There are bottles you admire from a distance, and then there are bottles that stop you mid-sentence. The Laphroaig 31 Year Old from the 2022 Kinship series belongs firmly in the latter camp. Thirty-one years in cask is an extraordinary commitment for any distillery, but for Laphroaig — a house built on peat smoke and maritime intensity — it raises a genuinely compelling question: what happens when that famously aggressive spirit is given three decades to settle into itself?
The Kinship releases have earned a quiet but devoted following among serious Islay collectors, and for good reason. These are bottlings that tend to showcase a different dimension of a distillery's character, one shaped more by patience than by power. At 47.1% ABV, this has been bottled at a strength that suggests confidence in the liquid — no need to push it to cask strength, no need to dilute it into easy-drinking territory. It sits in that considered middle ground where the alcohol carries the flavour rather than competing with it.
What you should expect from a Laphroaig of this age is a spirit that has moved well beyond the youthful peat assault the distillery is known for. Thirty-one years of maturation will have softened and complicated that smoke considerably, layering it beneath the kinds of waxy, coastal, and dried-fruit qualities that old Islay malts tend to develop. This is not a whisky for someone chasing the bonfire-and-iodine experience of the core 10 Year Old. This is its elder sibling — more contemplative, more layered, and frankly more rewarding if you are willing to sit with it.
The Verdict
At £900, the Laphroaig 31 Year Old Kinship is not an impulse purchase. But I would argue it represents fair value in a market where age-stated Islay single malts of this calibre are becoming vanishingly rare. The combination of genuine age, a sensible bottling strength, and the Kinship series' track record of quality makes this a bottle that justifies its price tag — provided you approach it with the attention it deserves.

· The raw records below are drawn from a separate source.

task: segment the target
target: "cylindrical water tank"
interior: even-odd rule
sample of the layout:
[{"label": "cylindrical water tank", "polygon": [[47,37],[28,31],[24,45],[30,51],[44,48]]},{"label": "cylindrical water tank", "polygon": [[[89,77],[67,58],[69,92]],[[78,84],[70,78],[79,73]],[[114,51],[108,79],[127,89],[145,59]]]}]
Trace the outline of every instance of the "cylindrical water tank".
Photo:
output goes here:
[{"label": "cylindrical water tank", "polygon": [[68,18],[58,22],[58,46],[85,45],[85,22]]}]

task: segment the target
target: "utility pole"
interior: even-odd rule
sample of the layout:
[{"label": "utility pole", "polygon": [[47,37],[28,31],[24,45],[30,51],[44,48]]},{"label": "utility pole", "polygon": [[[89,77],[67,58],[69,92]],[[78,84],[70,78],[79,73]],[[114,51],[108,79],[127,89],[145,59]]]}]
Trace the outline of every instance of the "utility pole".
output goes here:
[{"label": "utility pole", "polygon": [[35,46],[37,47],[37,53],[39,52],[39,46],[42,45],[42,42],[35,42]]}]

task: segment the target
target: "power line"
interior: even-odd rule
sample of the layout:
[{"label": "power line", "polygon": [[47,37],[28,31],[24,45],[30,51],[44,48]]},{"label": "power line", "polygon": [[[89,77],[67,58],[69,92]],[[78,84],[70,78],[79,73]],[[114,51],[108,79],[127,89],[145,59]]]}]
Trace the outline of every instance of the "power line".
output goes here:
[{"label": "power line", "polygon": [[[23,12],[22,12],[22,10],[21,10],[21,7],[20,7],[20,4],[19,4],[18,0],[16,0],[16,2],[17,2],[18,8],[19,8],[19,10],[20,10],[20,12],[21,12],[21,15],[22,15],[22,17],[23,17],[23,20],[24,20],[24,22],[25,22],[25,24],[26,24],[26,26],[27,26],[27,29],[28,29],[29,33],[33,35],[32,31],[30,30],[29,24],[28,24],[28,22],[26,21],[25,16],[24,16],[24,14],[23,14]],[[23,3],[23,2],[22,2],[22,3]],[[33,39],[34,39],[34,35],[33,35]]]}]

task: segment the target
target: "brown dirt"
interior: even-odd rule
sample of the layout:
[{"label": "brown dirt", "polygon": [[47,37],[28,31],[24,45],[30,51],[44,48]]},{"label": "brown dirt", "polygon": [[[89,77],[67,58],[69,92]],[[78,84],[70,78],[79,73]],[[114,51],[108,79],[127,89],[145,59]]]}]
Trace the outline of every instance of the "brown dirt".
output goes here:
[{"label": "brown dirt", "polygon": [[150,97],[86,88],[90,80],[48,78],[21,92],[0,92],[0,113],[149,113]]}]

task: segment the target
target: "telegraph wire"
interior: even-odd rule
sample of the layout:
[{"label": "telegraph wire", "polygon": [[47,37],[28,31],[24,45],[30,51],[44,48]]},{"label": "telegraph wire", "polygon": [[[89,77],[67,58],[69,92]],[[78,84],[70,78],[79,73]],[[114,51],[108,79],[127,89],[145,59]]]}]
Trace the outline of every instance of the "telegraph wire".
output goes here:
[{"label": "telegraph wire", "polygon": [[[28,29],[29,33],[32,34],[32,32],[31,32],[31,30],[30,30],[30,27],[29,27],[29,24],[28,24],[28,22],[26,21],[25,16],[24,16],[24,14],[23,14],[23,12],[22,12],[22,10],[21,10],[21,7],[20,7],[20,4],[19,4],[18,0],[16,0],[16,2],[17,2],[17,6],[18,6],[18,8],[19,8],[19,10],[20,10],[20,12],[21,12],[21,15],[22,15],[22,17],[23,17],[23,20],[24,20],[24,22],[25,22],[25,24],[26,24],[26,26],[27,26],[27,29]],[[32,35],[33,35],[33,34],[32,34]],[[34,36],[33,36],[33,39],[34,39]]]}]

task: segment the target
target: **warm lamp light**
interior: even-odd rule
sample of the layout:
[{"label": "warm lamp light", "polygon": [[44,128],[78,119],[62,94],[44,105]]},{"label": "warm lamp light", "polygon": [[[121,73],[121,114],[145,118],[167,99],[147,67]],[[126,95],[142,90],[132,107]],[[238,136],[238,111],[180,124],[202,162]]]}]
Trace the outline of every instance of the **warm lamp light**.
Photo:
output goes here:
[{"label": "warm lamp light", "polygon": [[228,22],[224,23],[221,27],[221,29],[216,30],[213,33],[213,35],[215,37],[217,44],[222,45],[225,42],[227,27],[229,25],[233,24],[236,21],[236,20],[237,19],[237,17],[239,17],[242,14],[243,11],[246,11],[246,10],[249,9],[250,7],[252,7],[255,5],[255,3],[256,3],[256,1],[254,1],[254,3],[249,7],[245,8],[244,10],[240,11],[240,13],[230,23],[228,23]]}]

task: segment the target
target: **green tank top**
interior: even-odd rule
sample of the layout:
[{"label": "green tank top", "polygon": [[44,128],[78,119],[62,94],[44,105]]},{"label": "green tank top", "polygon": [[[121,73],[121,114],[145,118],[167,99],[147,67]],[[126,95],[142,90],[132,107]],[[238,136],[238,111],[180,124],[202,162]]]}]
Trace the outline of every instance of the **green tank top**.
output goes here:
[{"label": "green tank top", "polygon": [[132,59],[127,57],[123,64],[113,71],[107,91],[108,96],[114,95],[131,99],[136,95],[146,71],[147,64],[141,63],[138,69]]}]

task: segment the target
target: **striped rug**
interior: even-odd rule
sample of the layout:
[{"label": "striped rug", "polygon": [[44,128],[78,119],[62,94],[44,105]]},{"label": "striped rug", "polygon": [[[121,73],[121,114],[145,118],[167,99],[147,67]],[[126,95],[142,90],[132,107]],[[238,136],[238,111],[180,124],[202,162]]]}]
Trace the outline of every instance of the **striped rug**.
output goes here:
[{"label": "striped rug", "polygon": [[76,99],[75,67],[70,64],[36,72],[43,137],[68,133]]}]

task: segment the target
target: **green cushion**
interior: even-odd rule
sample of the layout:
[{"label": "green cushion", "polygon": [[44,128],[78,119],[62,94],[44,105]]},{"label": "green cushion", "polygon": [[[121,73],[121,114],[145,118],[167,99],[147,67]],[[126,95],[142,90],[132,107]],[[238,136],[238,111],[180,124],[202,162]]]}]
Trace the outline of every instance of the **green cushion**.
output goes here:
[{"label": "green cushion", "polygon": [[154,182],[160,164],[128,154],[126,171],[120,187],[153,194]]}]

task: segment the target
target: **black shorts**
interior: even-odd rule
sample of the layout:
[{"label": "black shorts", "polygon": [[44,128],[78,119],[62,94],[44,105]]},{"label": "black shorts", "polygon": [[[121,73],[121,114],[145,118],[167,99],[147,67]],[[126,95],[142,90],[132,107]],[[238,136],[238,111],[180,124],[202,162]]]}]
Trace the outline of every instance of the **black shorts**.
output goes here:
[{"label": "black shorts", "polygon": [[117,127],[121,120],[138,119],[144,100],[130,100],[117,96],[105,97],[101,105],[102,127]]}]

I have given this an 8.1 out of 10. It is an accomplished, serious whisky that rewards patience and demonstrates what Laphroaig can achieve when time is allowed to do the heavy lifting. It loses a fraction only because, at this price point, I hold every bottle to the highest possible standard, and there are moments where I wanted just a touch more complexity to push it into truly rarefied territory. That said, this is a whisky I would be proud to have on my shelf, and one I would open only for people who would genuinely appreciate what is in the glass.
Best Served
Neat, and with no rush. Pour it, let it breathe for ten minutes, then approach it slowly. If after twenty minutes you feel it needs opening up, add no more than three or four drops of cool, still water. A glass with a narrow rim — a Glencairn or a copita — will concentrate the aromatics and let you appreciate the full depth of what three decades in oak has produced. This is an after-dinner whisky, best enjoyed in quiet company or in comfortable solitude.